Lubrication Performance Under Electrical Regulation: Investigating the Mechanism of Graphene/Ionic Liquid Composite Materials

Abstract

To delve into the mechanisms of lubricating additives in electrically charged environments, this study utilizes a non-covalent modification method combining N-butylpyridinium tetrafluoroborate ([BPy]BF₄) with multilayer graphene (MG) to create graphene/ionic liquid (G/IL) composites. These composites were tested as lubricating additives in polyalphaolefin 40 (PAO40) using the UMT-2 experimental platform to assess their performance and electrical regulation mechanisms.
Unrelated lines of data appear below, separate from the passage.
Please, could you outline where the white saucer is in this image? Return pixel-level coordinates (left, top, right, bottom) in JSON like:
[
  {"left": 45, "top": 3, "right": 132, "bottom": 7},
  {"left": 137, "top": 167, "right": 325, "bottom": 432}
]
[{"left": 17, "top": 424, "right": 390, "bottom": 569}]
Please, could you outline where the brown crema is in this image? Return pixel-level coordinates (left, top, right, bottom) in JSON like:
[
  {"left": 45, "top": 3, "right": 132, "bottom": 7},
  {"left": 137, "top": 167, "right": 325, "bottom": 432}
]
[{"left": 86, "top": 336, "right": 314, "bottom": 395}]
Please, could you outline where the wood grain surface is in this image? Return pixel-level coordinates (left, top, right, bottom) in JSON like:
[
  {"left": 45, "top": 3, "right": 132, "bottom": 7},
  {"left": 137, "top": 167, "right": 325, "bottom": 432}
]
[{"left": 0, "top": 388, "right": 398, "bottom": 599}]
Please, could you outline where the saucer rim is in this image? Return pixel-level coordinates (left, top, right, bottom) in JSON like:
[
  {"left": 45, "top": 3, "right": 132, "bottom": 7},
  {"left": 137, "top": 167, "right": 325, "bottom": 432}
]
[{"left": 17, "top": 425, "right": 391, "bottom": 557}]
Results demonstrated that G/IL composites significantly enhance lubrication and electrical stability. The study discovered that varying the current’s intensity and polarity substantially influences ion concentration and Zeta potential at the interface, reducing the electroviscous effect and facilitating the formation of an interfacial adsorption film. The interplay of these mechanisms greatly optimizes the interface condition. Additionally, real-time contact resistance data indicated a correlation between friction coefficient and contact resistance, validating the synergistic effect’s impact. This research not only clarifies the complex action mechanisms of lubricating additives in charged conditions but also offers critical insights for designing highly efficient lubricating materials.